Countries are now engaged in tackling the real adverse impacts of climate change. Bangladesh, whose emissions of GHGs is miniscule, boasts one of the world’s fastest growing programs of installing solar home systems.
Driven through public private partnerships, it has sold more than 3 million systems in just a few years.
There are many more similar stories around the world.
The good news is that as countries make such investments in cleaner energy, they find it is indeed a good thing for their own development as well as being good for reducing emissions of GHGs.
There is also a movement, albeit still quite small, but growing fast, of disinvestment from fossil fuel companies that is quite independent of the UNFCCC process and involves institutional investors and is based on the riskiness attached to investments in fossil fuel companies.
The purpose of agreement
The very purpose of having a global treaty like the UNFCCC to tackle a global problem such as climate change is for all countries to agree collectively to taking actions and hold each other to account in a some legal form.

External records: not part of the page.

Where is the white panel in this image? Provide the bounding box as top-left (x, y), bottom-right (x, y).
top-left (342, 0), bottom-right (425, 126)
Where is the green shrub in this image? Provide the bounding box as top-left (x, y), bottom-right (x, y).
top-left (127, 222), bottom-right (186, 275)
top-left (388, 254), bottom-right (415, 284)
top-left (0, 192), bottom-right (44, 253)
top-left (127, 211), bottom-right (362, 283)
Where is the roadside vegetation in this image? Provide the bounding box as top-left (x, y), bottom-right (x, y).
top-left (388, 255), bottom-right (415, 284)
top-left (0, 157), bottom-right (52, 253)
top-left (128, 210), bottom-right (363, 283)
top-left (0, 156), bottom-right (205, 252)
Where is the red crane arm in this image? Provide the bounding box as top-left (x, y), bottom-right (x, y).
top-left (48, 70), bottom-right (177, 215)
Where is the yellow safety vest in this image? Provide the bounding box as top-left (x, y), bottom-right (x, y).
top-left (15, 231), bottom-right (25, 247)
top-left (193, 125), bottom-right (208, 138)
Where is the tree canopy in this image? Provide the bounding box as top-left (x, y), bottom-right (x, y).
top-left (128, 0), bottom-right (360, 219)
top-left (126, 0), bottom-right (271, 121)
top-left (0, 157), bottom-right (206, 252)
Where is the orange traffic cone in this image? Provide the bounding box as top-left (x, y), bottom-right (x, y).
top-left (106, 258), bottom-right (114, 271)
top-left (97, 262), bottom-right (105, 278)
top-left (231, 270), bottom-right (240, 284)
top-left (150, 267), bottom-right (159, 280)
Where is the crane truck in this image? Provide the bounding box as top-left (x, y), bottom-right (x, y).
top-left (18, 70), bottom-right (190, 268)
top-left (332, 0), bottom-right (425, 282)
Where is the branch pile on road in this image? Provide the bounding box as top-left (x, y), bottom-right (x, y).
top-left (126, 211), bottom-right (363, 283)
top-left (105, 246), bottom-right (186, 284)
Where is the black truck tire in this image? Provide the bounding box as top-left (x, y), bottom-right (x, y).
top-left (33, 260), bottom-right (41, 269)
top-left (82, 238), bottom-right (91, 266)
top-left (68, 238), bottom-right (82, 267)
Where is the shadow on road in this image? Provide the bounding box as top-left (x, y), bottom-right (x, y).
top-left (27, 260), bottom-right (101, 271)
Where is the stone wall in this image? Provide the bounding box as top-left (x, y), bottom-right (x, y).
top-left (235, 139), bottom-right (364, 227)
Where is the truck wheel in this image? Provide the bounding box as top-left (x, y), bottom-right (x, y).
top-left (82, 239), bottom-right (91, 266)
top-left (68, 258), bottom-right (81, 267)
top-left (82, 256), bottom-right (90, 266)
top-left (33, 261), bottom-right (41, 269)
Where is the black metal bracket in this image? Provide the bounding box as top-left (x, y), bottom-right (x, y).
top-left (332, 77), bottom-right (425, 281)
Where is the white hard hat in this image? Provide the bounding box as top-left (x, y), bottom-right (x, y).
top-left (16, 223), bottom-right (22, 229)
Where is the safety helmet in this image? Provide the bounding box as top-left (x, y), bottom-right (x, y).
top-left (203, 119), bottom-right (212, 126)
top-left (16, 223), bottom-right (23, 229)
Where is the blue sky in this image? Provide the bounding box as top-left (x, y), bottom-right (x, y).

The Kyoto Protocol was one such legally binding agreement which was agreed at COP3 in 1997.
The degree of legal “bindingness” of any agreement is therefore a key attribute of any successful agreement with a protocol being the most legally binding and a “pledge and review” process much less binding.
What we seem to be heading for is a “pledge and chat” (ie without even any review) agreement which is even weaker.
Under such a regime countries, need not bother to come to the COP but could simply e-mail in their voluntary pledges.
Financing climate change actions
One of the key elements of any COP (and one that always gets resolved in the last few hours of the COP) is that on finance, specially the promises by the rich countries to provide finance to the poorer countries to tackle climate change (both for mitigation as well as adaptation).
This was also true in Lima.
However, it can also be argued that once the developed countries promised to provide $100bn a year from 2020 onwards and all countries agreed to set up the Green Climate Fund (GCF) as the repository of these funds, there is no longer anything much left for negotiation in the UNFCCC COPs.
The countries that have pledged to provide the funds should simply deposit them to the GCF.
Indeed while we were in Lima the amount of money pledged to the GCF crossed the $10bn mark.
Coalitions of the willing
As it is so difficult to reach consensus within the UNFCCC negotiations process, more and more coalitions of the willing are emerging to take concrete actions to tackle climate change.
One such coalition was formed the year before Copenhagen by then President Nasheed of the Maldives, who set up the Climate Vulnerable Forum (CVF) with leaders from the three groups of vulnerable countries (namely AOSIS, LDC and Arica) as well as other vulnerable countries, to share action on tackling climate change (and not become another negotiating group).
Since then, this group has moved on under the leadership of President Tong of Kiribati and then Sheikh Hasina and then the President of Costa Rica.
In Lima, the minister of Costa Rica handed over the chair of the CVF to the minister of the Philippines who will convene a summit meeting in the Philippines before COP21 in Paris.
The purpose of the forum is for countries to share positive experiences of tackling climate change, including both adaptation as well as mitigation.
As the UNFCCC caravanserai moves on to Geneva in February next year and then to Bonn in June and possible another meeting in October before finally arriving in Paris in December, the negotiators will enhance their carbon footprint (while clocking up their own airmiles) while the outcomes are likely to remain disappointing.
One reason is inherent in the process of negotiations, which is that no country ever gives up anything until the very last minute.
So no matter how long the negotiations are allowed to go on, concessions will only be made in the last minutes of the last day in Paris (and that is if we are lucky).
So, from my point of view, I sincerely hope that COP21 in Paris finally delivers the kind of agreement that we can all be proud of.
If not, it is time to call the process dead and to stop flogging the dead horse that the UNFCCC will become if Paris fails.